Despite the shortcomings mentioned, this method is widely used, especially in a business that cannot afford qualified employees, but operates on the principle of "put all confidential information in this folder and sleep well." In this sense, requiring specific documents to protect them is somewhat similar to solutions based on labels, only stored separately from samples and preserved when changing the file format, copying part of the file, etc. However, a large business that has hundreds of thousands of documents in circulation is often simply not able to provide samples of confidential documents, because. the company's business processes do not require it. The only thing that is (or, more honestly, should be) in every enterprise is the "List of information constituting a trade secret." Making patterns out of it is not a trivial task.

The ease of adding samples to a controlled content database often plays tricks on users. This leads to a gradual increase in the fingerprint base, which significantly affects the performance of the system: the more samples, the more comparisons of each intercepted message. Since each print takes up from 5 to 20% of the original, the base of prints gradually grows. Users notice a sharp drop in performance when the database begins to exceed the filtering server's RAM. Usually the problem is solved by regularly auditing sample documents and removing outdated or duplicate samples, i.e. saving on implementation, users lose on operation.

Linguistic Methods

The most common method of analysis today is the linguistic analysis of the text. It is so popular that it is often referred to colloquially as "content filtering". carries the characteristics of the entire class of content analysis methods. From the point of view of classification, both hash analysis, and signature analysis, and mask analysis are “content filtering”, i.e. traffic filtering based on content analysis.

As the name implies, the method works only with texts. You will not use it to protect a database consisting only of numbers and dates, especially drawings, drawings and a collection of favorite songs. But with texts, this method works wonders.

Linguistics as a science consists of many disciplines - from morphology to semantics. Therefore, linguistic methods of analysis also differ from each other. There are methods that use only stop words, only entered at the root level, and the system itself already compiles a complete dictionary; there are terms based on the distribution of weights encountered in the text. There are linguistic methods and their imprints based on statistics; for example, a document is taken, the fifty most used words are counted, then the 10 most used words in each paragraph are selected. Such a "dictionary" is an almost unique characteristic of the text and allows you to find meaningful quotes in "clones".
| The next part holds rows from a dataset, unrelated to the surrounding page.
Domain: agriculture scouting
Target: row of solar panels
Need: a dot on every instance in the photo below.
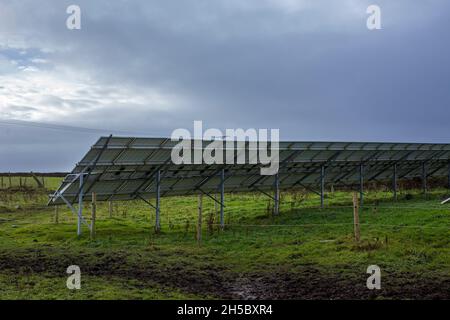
(125, 168)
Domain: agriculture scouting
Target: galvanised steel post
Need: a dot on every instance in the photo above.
(361, 185)
(322, 186)
(394, 182)
(222, 198)
(277, 194)
(448, 176)
(158, 193)
(80, 206)
(424, 178)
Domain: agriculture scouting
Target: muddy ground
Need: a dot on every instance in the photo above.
(156, 268)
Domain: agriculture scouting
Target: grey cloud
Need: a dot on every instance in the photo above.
(310, 68)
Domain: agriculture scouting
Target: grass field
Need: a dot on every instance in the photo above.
(304, 253)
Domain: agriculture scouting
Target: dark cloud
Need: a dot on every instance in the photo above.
(309, 68)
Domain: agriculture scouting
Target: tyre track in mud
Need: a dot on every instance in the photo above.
(207, 278)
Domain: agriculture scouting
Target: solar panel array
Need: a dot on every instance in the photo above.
(124, 168)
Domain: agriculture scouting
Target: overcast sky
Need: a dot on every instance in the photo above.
(308, 67)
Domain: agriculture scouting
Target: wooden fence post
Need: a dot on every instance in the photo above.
(356, 217)
(199, 223)
(94, 212)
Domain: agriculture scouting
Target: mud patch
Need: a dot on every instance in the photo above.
(205, 277)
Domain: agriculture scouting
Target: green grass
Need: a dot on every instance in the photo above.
(127, 260)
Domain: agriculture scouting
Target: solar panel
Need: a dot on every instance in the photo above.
(124, 168)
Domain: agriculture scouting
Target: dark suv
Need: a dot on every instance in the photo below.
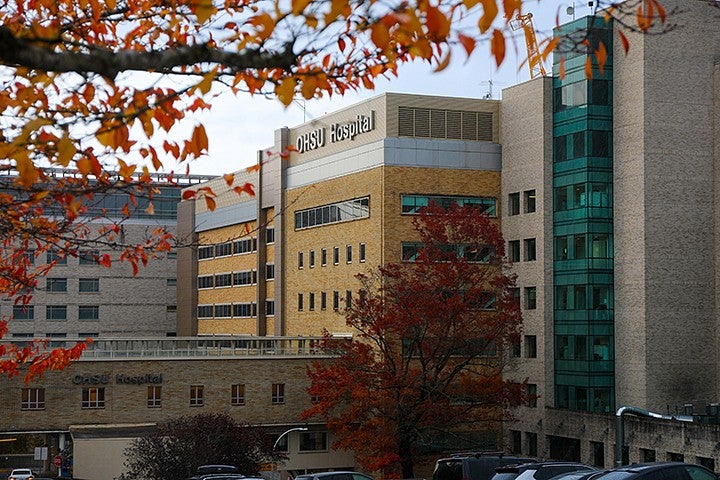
(539, 470)
(473, 466)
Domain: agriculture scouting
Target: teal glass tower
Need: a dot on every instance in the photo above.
(583, 219)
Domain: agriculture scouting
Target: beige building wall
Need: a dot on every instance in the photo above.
(665, 309)
(527, 166)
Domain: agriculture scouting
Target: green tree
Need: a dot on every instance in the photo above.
(180, 445)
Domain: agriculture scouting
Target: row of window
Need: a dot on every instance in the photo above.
(411, 204)
(56, 312)
(333, 213)
(529, 247)
(230, 310)
(529, 202)
(335, 256)
(235, 247)
(234, 279)
(411, 252)
(94, 397)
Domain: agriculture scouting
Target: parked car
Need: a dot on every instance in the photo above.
(339, 475)
(21, 474)
(213, 471)
(539, 470)
(474, 466)
(651, 471)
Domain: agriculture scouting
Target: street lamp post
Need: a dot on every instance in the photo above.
(277, 441)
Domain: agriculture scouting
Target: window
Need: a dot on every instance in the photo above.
(237, 394)
(531, 298)
(514, 204)
(529, 201)
(88, 312)
(223, 280)
(244, 310)
(530, 254)
(532, 395)
(530, 346)
(246, 277)
(207, 251)
(278, 393)
(54, 256)
(333, 213)
(411, 204)
(56, 312)
(33, 399)
(514, 250)
(245, 245)
(57, 284)
(313, 441)
(196, 395)
(154, 396)
(88, 257)
(23, 312)
(93, 397)
(206, 281)
(223, 249)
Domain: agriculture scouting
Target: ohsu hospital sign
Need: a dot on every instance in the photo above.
(338, 132)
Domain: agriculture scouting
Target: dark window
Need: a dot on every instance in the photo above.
(530, 201)
(514, 250)
(514, 203)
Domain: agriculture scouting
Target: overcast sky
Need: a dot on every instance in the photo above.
(238, 127)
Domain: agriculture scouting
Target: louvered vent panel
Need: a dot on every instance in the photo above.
(437, 123)
(469, 126)
(485, 126)
(406, 121)
(422, 122)
(454, 125)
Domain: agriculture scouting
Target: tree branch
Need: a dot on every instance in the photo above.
(19, 52)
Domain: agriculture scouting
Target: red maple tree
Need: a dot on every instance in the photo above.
(426, 359)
Analysis of all the subtleties of linguistic analysis is not within the scope of this article, so we will focus on the advantages and disadvantages.
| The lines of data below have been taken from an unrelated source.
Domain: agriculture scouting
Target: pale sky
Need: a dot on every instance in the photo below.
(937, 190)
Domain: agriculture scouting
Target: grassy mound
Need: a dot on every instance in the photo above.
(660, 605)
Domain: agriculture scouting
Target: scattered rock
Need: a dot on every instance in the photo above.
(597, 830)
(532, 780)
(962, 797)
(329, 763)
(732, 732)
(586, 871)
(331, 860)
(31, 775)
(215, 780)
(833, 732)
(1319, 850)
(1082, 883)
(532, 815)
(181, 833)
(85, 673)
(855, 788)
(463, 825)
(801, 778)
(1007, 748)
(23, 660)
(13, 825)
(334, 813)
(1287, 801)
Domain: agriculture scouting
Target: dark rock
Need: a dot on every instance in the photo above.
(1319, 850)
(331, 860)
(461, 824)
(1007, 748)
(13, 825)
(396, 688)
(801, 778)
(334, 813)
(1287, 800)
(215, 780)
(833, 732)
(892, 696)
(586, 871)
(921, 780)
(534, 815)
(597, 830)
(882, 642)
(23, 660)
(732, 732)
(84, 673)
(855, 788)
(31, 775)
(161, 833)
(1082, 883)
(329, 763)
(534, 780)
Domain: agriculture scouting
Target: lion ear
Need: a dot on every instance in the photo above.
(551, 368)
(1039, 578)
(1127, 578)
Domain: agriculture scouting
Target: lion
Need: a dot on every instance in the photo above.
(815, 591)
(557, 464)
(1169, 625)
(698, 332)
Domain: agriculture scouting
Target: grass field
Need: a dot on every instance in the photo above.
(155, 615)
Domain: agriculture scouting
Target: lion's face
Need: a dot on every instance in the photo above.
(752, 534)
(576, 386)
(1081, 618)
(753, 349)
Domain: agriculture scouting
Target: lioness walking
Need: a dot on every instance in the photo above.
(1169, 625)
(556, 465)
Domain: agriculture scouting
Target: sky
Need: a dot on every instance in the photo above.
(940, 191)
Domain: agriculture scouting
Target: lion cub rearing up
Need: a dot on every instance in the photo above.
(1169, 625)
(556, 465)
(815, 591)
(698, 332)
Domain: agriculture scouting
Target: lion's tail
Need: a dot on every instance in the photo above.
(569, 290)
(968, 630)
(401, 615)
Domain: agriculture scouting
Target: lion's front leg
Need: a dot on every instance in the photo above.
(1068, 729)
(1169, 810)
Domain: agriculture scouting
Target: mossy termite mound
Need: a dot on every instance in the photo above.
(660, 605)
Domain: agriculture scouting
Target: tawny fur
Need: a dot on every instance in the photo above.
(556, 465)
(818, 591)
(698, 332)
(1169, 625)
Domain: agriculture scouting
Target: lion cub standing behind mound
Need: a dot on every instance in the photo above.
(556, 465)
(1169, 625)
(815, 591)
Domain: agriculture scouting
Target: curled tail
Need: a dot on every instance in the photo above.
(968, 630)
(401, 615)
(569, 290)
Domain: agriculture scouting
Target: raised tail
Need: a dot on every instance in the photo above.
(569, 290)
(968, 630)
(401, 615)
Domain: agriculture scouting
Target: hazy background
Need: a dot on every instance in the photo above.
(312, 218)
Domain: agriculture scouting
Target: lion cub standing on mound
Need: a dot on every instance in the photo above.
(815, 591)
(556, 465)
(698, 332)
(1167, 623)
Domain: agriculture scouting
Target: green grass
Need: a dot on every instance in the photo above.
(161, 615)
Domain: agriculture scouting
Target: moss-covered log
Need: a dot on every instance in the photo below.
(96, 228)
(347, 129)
The advantage of the method is complete insensitivity to the number of documents, i.e. rare for corporate information security scalability. The content filtering base (a set of key vocabulary classes and rules) does not change in size depending on the appearance of new documents or processes in the company.
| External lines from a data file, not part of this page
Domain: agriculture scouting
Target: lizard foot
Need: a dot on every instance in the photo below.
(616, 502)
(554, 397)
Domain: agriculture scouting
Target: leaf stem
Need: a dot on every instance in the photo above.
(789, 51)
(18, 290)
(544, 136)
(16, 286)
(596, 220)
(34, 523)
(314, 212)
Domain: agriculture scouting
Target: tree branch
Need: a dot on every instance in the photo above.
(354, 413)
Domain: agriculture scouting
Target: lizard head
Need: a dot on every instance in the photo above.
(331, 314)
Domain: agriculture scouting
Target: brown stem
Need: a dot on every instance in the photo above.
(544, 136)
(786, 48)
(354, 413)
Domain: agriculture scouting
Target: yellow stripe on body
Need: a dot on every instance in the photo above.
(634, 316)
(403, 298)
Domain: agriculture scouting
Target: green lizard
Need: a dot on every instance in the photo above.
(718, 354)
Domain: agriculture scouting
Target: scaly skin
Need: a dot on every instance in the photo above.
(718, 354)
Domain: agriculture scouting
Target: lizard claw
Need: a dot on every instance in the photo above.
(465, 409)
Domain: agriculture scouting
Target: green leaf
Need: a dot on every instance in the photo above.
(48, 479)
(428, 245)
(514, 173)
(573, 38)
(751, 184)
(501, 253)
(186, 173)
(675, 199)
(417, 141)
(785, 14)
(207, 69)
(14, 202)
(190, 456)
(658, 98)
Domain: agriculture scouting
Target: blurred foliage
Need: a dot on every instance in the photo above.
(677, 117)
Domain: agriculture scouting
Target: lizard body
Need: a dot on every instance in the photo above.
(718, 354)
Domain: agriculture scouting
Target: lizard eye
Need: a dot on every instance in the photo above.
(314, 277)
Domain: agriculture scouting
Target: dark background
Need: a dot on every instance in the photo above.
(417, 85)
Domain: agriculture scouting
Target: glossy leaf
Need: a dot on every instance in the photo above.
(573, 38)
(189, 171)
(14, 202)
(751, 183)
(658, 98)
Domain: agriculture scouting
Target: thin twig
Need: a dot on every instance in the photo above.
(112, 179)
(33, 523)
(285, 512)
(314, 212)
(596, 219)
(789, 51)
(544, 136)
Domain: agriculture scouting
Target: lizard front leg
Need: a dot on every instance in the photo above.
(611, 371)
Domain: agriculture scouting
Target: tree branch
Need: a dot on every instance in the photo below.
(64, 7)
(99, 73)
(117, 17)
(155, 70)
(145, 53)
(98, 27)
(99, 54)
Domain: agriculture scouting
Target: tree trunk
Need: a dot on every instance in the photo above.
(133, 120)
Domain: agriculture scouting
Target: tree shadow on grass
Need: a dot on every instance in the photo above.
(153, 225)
In addition, users note in this method the similarity with "stop words" in that if the document is delayed, then it is immediately clear why this happened. If a fingerprint-based system reports that a document is similar to another, then the security officer will have to compare the two documents himself, and in linguistic analysis he will receive already marked up content. Linguistic systems along with signature filtering are so common because they allow you to start working without changes in the company immediately after installation. There is no need to bother with tagging and fingerprinting, inventorying documents and doing other non-specific work for a security officer.

The disadvantages are just as obvious, and the first one is language dependence. In each country whose language is supported by the manufacturer, this is not a disadvantage, but from the point of view of global companies that have, in addition to a single language of corporate communication (for example, English), many more documents in local languages in each country, this is a clear disadvantage.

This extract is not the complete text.